Set up by the Black Country Society. Our aim is to highlight local men who died in the Great War and how they have been commemorated on war memorials. Its scope covers the whole of the present Dudley Municipal Borough and therefore includes the places which have come within its bounds since 1914.
There are over fifty memorials and the number of names exceeds three thousand. Research on the names has been extensive but inevitably errors and omissions occur. We would like to hear about them concentrated on life and work before 1914, involvement in military campaigns and where each man is buried or commemorated.
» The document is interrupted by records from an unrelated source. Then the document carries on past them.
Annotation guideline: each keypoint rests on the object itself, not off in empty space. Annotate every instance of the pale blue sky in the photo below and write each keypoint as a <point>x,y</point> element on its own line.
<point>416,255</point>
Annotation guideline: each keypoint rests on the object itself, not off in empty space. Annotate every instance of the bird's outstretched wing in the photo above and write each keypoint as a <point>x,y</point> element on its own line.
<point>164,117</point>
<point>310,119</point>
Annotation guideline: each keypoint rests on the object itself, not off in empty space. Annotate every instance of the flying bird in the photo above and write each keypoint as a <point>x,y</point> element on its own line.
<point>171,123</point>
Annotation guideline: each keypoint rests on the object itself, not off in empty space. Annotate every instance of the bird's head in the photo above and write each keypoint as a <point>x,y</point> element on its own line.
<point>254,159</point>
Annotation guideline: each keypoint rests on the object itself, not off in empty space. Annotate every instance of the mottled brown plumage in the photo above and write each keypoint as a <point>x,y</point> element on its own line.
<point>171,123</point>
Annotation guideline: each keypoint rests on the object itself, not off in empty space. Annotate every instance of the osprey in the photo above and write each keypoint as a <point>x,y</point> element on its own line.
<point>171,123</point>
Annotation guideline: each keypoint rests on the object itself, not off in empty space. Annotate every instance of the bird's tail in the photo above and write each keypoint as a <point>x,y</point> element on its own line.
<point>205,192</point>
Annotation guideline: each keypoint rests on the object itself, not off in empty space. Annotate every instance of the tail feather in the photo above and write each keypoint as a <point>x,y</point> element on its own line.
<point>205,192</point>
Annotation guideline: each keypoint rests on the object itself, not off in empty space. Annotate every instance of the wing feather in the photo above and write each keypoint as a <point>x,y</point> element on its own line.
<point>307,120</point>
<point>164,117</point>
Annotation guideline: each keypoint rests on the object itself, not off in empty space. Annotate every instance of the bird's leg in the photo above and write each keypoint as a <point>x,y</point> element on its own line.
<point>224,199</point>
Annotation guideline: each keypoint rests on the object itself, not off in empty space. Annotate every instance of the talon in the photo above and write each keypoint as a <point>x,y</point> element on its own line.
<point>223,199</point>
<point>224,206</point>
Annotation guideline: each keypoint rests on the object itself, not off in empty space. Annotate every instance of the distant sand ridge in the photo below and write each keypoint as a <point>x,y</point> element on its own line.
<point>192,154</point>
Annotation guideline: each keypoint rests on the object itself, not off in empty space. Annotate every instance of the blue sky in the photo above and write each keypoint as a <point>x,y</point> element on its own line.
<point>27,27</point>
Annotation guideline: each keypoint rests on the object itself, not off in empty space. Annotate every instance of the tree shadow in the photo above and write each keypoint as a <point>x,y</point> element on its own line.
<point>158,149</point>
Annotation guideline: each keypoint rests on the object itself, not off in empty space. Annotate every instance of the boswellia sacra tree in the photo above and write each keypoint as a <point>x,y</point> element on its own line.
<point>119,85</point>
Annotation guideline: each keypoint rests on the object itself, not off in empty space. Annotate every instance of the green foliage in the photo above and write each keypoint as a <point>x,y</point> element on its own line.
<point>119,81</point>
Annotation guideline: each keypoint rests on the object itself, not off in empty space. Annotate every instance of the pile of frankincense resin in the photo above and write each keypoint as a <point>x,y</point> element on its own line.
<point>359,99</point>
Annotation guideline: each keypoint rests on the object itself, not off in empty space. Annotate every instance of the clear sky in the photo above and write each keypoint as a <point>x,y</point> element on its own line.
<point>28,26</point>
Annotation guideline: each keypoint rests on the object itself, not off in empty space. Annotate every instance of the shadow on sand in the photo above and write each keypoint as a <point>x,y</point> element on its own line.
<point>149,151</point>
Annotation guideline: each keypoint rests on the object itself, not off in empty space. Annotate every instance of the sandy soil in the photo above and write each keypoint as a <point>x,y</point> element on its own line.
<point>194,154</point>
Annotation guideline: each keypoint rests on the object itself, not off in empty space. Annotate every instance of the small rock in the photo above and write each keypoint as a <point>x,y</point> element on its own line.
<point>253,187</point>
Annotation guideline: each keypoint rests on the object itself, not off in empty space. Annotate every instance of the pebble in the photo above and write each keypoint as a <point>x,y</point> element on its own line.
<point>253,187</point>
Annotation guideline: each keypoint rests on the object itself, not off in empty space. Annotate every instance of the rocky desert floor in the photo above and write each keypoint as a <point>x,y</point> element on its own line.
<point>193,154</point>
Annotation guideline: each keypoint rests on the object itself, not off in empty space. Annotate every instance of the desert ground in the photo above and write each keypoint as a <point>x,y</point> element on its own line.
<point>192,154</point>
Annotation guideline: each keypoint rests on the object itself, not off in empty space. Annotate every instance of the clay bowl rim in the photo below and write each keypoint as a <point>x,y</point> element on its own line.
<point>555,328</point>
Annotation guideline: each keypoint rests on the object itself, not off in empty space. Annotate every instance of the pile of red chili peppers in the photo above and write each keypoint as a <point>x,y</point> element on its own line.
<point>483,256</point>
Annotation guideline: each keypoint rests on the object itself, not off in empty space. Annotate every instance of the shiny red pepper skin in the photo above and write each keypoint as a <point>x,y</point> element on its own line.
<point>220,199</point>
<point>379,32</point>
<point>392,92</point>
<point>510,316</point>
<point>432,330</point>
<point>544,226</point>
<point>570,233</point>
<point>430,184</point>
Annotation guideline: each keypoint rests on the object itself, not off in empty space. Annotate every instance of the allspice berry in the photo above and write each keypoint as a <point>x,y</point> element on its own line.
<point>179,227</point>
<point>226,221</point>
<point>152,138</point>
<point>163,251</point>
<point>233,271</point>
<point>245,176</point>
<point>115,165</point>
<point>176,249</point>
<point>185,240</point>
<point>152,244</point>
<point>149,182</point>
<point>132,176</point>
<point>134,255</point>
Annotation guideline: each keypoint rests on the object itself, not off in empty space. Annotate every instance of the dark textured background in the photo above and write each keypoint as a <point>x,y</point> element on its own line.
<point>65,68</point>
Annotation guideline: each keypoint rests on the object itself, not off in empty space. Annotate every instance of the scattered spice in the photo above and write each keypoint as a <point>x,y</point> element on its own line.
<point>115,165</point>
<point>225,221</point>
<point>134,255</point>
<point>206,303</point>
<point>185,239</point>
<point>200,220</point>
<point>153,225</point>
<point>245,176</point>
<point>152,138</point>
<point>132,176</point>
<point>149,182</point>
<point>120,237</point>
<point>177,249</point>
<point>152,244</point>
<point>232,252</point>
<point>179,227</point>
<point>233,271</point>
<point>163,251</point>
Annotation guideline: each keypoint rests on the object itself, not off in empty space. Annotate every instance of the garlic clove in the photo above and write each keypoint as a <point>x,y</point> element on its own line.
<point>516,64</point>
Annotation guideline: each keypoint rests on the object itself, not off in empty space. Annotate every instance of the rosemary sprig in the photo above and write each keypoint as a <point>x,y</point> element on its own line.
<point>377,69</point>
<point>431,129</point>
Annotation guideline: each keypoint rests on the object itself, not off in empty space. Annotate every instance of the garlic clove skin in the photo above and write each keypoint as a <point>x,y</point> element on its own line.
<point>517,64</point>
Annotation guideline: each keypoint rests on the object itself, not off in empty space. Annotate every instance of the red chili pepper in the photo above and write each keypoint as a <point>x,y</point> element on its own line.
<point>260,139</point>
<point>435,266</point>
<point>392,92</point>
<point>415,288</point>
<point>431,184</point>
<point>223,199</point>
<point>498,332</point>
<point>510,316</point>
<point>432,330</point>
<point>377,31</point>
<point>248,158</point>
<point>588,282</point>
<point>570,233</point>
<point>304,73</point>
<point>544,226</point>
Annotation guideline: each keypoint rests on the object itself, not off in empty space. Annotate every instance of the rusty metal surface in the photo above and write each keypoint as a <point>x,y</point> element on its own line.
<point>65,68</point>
Benjamin Unitt came from Cradley and attended Cradley C of E School. He volunteered in August 1914 for the South Staffordshire Regiment and joined the 9th (Service) Battalion which became the Pioneer battalion of the 23rd Division. It was engaged in small parties repairing roads, making defences and assisting the other battalions in the Division. In the Flanders mud of September and October 1917 its tasks were enormous. The Staffords were engaged weeks of intense fighting half way through Third Ypres in the battle of the Menin Road from the 21st September and again from the 10th October. Losses were high and included Private Benjamin Unitt who is buried in the Menin Road South Cemetery (II M 21) and commemorated on the Cradley, Halesowen and Cradley C of E School Memorials.